Washington Promissory Note: What Is It?
A Washington promissory note is a written contract between a borrower and a lender. It documents the existence of a loan and the promise the borrower makes to repay it. When a Washington promissory note is properly written and executed, it is legally binding for all parties involved. Promissory notes may be secured or unsecured. When a promissory note is secured, the lender is promised certain property, known as collateral, if the borrower defaults on the loan. When a promissory note is unsecured, there is no collateral. All the lender has the assurance of the borrower’s signature for repayment.
What Is the Maximum Amount of Interest That May Be Charged in Washington?

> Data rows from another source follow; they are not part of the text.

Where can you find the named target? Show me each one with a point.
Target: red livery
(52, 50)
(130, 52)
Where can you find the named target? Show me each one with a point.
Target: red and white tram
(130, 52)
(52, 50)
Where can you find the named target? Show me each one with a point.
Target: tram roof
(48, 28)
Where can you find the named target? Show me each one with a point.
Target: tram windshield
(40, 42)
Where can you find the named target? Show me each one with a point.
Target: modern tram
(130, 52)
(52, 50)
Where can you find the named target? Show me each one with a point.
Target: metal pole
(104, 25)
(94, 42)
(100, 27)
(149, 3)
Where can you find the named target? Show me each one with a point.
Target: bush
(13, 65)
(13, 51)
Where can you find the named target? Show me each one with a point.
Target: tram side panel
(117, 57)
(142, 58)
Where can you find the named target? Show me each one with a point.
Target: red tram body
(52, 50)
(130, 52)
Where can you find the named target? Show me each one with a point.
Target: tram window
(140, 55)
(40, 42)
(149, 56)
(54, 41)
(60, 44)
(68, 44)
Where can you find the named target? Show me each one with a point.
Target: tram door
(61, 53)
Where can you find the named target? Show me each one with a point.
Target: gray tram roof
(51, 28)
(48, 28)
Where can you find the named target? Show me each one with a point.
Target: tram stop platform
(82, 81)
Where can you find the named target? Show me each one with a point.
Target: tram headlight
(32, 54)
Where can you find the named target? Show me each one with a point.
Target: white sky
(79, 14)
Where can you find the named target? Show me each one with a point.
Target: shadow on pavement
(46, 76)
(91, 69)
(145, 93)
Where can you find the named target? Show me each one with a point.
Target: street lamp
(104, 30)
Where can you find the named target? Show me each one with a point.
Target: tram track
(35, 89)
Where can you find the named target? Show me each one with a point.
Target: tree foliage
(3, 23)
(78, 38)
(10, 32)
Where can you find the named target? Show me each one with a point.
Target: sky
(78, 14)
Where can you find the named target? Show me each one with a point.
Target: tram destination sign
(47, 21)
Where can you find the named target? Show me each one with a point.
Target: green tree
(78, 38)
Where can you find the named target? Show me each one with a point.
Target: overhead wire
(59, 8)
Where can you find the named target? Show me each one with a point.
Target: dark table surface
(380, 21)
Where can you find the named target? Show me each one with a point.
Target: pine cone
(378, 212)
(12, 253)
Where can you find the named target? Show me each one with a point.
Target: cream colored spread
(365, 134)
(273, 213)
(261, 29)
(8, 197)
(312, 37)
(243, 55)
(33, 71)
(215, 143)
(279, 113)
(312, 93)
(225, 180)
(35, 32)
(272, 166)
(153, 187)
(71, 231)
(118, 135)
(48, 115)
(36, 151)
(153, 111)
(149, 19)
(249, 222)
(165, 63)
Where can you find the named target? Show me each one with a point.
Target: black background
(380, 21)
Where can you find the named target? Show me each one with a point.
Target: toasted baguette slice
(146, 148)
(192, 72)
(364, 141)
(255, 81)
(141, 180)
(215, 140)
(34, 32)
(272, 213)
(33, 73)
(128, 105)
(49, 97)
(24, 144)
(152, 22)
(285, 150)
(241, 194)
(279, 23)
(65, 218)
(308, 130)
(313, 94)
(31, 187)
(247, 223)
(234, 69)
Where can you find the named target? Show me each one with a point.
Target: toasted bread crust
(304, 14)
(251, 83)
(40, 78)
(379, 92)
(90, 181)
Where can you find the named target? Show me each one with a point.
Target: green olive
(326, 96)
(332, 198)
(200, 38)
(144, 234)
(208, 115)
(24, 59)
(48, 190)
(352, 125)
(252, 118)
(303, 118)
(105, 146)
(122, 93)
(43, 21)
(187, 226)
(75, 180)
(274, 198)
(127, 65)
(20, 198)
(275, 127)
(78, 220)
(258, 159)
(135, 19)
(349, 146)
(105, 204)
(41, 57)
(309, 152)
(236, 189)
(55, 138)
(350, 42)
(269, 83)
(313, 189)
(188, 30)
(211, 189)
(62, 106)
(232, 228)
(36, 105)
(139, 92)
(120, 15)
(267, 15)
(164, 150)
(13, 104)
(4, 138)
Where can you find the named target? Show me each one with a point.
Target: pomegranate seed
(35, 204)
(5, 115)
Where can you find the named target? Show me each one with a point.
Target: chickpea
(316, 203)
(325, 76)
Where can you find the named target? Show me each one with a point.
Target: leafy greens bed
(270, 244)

The maximum amount of interest that may be charged in Washington is 12% per year. If a lender violates usury law, they may face criminal charges brought forth by the state. However, it’s important to note that Washington’s maximum interest rate may change based on the Federal Reserve rate on 26 week treasury bills. Lenders may charge interest at 4% above the Federal Reserve rate or 12%, whichever is higher. If there is no interest rate in writing, the interest rate is 12%.
How to Write a Washington Promissory Note
When writing a Washington promissory note, the first step is to create the proper title. Secured promissory notes should have the word “secured” in the title to help protect the lender’s legal rights and interests. Then, certain information is used to write the main body of the contract:
- The date the Washington promissory note was created. The date is included below the title of the document. It is often written as month, day, and year. The creation date and the date that the borrower signs the contract are important. They show that the borrower acknowledges the existence of a loan and that they promise to repay it. The dates also help establish legal deadlines for certain actions.
- The legal name and role of each party to the contract. Use the legal name for each party, including any co-signer. Then, list the role they have in the contract. For example, Marshall P. Jackson, Borrower.
- The full mailing address for each party. A full mailing address is more than just the street address. It must also include the correct city or town, state, and zip code. For secured notes, also include the physical address of the borrower (and any co-signer) if it is different from the mailing address.
- The principal loan amount. This is the amount of money provided by the lender without including interest. Before the document is signed, double check the number for accuracy.
- The interest rate for the loan. This is the interest rate, expressed as a percentage, that will be charged each year for the loan.
- Payment Agreement. This section explains how the borrower is expected to repay the loan. It includes the full number of payments, the amount of each payment, and the due date for each payment. Late fee amounts should also be documented. If the lender has a separate mailing address for payments, include that address here.
Secured Washington promissory notes should include a description of the collateral that the lender is entitled to receive if the borrower defaults on the agreement. Without this information, the lender may lose their right to collateral.
Following the main body, clauses are used to create the terms of the agreement. There are multiple clauses that may be used. Below is a partial list of clauses that represent the most commonly used ones:
- Interest Due in the Event of Default. This is the interest rate that will be charged if the borrower defaults on the loan. While it cannot be higher than the maximum legal interest rate, this rate is higher than the original interest rate.
- Payment Allocation. How the payments made are split between the principal balance and the interest.
- Acceleration. An explanation of the lender’s legal right to demand immediate payment of the outstanding balance if the borrower defaults on the terms.
- Prepayment. Prepayment occurs when the borrower pays off the loan before the end of the specified term. This clause explains whether the lender will charge a financial penalty if prepayment occurs.
- Attorney Fees and Costs. How attorney fees and costs incurred by one or both parties because of a disagreement related to the note will be handled.
- Waiver of Presentments. A clause that states the lender isn’t legally required to be present when payments are made on the loan.
- Severability. A severability clause keeps the rest of the note in effect if one portion of it is found to be invalid.
- Conflicting Terms. A clause that explains how conflicting terms will be clarified if they exist.
- Notice. Whether the borrower will receive some sort of notification if the lender is suing because of a default.
- Governing Law. The state whose laws will be used to govern the agreement and any legal dispute arising from it.
A Washington promissory note does not need to be notarized. To execute the note, the borrower should sign and date it. If there is a co-signer, the co-signer should also sign and date the document.